A honestidade política não é a questão. O ponto crucial de observação é a condição da nossa sociedade, constituída, acreditem, por mim, por você leitor, pelo fulano de tal da padaria e por aqueles que cansaram de trabalhar. É preciso olhar para o próprio umbigo. Há quem considere tal expressão um sinônimo de egoísmo, mas eu sou uma das pessoas que defende a idéia de que tudo depende do ponto de vista.
Olhar mais para o próprio umbigo talvez nos ajude a limpá-lo. Pode parecer utópico, imaturo ou até mesmo estúpido, mas o fato de reparar bem nas campanhas políticas, seus candidatos, suas maneiras de abordagem já é um exercício em prol de mudanças.
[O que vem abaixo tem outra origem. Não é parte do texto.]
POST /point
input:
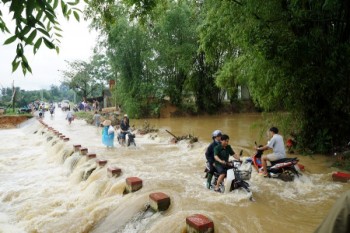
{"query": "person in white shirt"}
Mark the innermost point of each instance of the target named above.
(277, 145)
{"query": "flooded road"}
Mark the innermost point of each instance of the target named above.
(42, 189)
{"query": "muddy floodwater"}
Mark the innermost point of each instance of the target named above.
(45, 188)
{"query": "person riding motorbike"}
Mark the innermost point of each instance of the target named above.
(221, 156)
(277, 145)
(209, 155)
Isso, é claro, para os que acham que algumas mudanças sejam necessárias.
Tive a oportunidade de conhecer e conversar com alguns vereadores e com um senador. São pessoas comuns, não mordem nem usam Chanel nº 5. Não fui pedir melhorias em meu bairro nem em Curitiba. Não fui conversar sobre eleições. Não fui fazer campanha ou recriminá-los. Fui tentar saber o que eles já tinham feito, o que faziam no momento e o que farão. Conhecer suas rotinas.
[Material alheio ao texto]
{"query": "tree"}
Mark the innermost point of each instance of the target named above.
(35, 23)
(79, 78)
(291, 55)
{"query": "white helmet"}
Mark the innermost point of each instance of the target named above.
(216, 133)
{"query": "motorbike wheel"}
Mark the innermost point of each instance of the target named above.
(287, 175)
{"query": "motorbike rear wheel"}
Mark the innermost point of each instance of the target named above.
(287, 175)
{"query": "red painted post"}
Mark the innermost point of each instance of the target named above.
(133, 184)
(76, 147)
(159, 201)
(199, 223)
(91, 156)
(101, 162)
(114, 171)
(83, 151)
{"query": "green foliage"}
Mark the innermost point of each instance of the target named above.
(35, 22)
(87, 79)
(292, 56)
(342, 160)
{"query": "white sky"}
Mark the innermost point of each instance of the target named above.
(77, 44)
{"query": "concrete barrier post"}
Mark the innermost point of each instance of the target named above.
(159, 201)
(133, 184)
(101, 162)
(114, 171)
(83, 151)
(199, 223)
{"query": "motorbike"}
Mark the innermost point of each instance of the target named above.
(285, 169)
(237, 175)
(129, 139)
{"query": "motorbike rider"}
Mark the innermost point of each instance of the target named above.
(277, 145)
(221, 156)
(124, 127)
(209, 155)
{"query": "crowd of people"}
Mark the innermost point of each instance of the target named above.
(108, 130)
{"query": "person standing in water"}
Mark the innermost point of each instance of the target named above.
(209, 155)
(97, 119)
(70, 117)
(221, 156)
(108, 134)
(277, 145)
Tive a sorte de falar com políticos que não estavam ali porque cansaram de trabalhar. Pode ser que eles tenham enfeitado demais a profissão, ou, inclusive, tenham mentido. E, contra armadilhas mentirosas, questionei-os sobre os projetos já realizados e em execução. Recebi bons históricos de seus trabalhos. Não os defendo, entretanto. Mas ataco, sim, os candidatos que entram para o mundo da política querendo não mais trabalhar.
Em época eleitoral nós somos os patrões. Decidimos quem ocupará os cargos disponíveis. Olhamos o currículo, o histórico profissional, conversamos com os candidatos, se quisermos e corrermos atrás, lógico. Em época eleitoral eu e você, leitor, somos os chefes.
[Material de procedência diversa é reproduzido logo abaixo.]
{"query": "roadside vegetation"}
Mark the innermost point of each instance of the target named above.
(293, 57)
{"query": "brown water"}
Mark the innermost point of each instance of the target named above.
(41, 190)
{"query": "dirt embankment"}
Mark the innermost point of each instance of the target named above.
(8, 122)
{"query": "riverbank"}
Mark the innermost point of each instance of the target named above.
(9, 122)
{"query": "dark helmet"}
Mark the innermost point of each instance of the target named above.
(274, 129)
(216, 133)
As eleições acabaram e, com elas, os apelos diários que recebíamos enquanto andávamos pelas ruas, dirigíamos nossos carros, comprávamos churros na praça. O que não acabou, contudo, foi o nosso cargo de chefia. E é preciso que o vejamos dessa maneira. Eu não sou apenas um número a mais nas estatísticas de eleitorado. Sou um animal pensante, assim como qualquer político, assim como você, leitor. Ocupamos a mesma posição enquanto cidadãos que somos e espero, do fundo do meu coração imaturo, que essa não seja uma utopia. Conversemos, portanto, com os vereadores e prefeitos eleitos. Nas próximas eleições não esqueça de avaliar os currículos. Eles contam muito no momento da contratação.


Daiana Geremias, estudante de jornalismo.